To be included in the forthcoming supplement to the Monet catalogue raisonné de l'oeuvre peint et dessiné being prepared by the Wildenstein Institute.
The winter of 1884-1885 was cold and snowy, and within the immediate vicinity of Giverny Monet painted nine pictures showing the landscape under a blanket of snow or in icy conditions (Wildenstein, nos. 961-968). As spring neared and the weather improved, Monet ventured further afield, and following the road leading eastward towards Grasny, he set up his easel near the small hamlet of Falaise. He painted the present work and ten others in this area (Wildenstein, nos 969-979), depicting the small farmsteads nestled in the rolling hills of Val de Falaise. Closely related to W. 970 (fig. 1) dated 1885, the present work presents the same low flat foreground, the slopes of the hillside to the left. Partially hidden in the landscape and central to both works is the property known as Les Roches, situated at the entrance to the hamlet of Falaise.

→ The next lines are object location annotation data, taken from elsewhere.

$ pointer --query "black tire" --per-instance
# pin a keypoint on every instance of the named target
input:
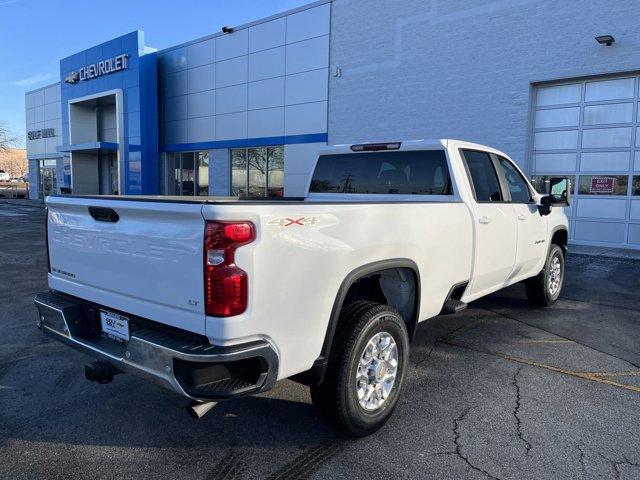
(538, 288)
(336, 398)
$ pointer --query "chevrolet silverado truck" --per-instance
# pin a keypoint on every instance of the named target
(218, 298)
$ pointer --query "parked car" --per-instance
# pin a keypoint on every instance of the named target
(219, 299)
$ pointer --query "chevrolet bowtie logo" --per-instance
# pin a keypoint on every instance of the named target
(73, 78)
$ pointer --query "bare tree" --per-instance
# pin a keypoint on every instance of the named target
(7, 139)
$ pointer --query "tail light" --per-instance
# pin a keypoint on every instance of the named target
(46, 236)
(225, 284)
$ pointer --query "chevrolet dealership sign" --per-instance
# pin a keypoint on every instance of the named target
(95, 70)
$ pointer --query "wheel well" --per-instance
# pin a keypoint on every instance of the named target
(394, 282)
(395, 287)
(561, 238)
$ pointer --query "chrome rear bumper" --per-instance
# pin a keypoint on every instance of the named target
(195, 370)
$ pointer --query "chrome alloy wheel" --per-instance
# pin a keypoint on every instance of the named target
(555, 276)
(377, 370)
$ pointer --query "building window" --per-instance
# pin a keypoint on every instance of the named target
(635, 188)
(186, 174)
(603, 185)
(47, 177)
(257, 172)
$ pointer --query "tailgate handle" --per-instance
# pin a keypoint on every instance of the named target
(101, 214)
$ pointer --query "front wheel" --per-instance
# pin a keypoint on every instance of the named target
(544, 289)
(366, 369)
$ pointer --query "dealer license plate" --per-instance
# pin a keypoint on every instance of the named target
(115, 326)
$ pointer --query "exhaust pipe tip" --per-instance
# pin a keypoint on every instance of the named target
(100, 371)
(198, 410)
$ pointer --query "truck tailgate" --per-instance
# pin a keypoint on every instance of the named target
(148, 263)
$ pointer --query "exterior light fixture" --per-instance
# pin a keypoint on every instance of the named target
(607, 40)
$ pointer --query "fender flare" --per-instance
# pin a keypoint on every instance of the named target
(555, 230)
(316, 374)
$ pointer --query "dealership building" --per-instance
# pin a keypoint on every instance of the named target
(244, 111)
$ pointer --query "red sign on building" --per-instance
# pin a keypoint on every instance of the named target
(602, 184)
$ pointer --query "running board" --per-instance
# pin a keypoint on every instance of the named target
(452, 307)
(453, 304)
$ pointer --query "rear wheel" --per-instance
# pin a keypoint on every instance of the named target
(544, 289)
(366, 369)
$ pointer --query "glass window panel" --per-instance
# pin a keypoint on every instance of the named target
(610, 89)
(187, 174)
(603, 185)
(604, 114)
(203, 173)
(257, 158)
(606, 138)
(539, 183)
(408, 173)
(170, 172)
(517, 184)
(484, 176)
(604, 162)
(239, 172)
(558, 117)
(276, 171)
(562, 140)
(559, 94)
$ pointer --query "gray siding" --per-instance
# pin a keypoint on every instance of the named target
(464, 68)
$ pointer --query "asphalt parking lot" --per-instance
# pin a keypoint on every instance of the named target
(500, 391)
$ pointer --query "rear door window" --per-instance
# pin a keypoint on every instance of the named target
(483, 175)
(518, 187)
(421, 172)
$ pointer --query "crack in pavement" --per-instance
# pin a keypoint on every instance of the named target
(583, 466)
(516, 411)
(509, 317)
(458, 451)
(447, 336)
(524, 361)
(616, 465)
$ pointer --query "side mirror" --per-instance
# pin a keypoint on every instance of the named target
(560, 191)
(545, 205)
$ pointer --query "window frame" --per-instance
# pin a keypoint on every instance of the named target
(499, 176)
(449, 177)
(506, 182)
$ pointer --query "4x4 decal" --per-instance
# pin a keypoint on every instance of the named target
(283, 222)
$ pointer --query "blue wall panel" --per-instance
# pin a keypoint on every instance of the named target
(139, 86)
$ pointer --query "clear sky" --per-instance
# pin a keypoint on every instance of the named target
(36, 34)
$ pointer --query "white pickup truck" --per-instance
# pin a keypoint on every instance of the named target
(217, 298)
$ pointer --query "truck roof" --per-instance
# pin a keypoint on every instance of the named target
(404, 145)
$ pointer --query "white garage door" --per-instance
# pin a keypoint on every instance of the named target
(591, 130)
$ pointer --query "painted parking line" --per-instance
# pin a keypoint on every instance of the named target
(551, 342)
(12, 214)
(598, 378)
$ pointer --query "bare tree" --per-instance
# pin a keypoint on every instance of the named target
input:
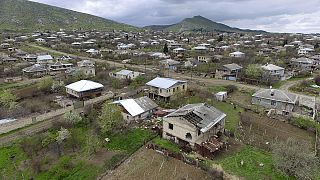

With a career that spanned the latter half of the nineteenth century, Alphonse Portier was one of the most active and influential art dealers of his time. Portier's modest beginnings as a pigment merchant on the rue Notre-Dame-de-Lorette belied his keen eye; well before the Impressionists achieved public recognition he identified the talent of Manet, Monet, Degas and van Gogh. He was especially fond of the work of Sisley and Pissarro and from the beginning of their careers strove to place their works in collections where they would be properly appreciated and counted amongst his closest clients, de Camondo, Rouart, Chéramy, Depeaux, Princesse de Polignac and the Havemeyers.
In 1885 Portier paid a visit to Monet at his home in Giverny where he exchanged a work by Degas for one of the artist's paintings. Whilst unconfirmed it seems possible that Portier collected the present work in exchange for his Degas.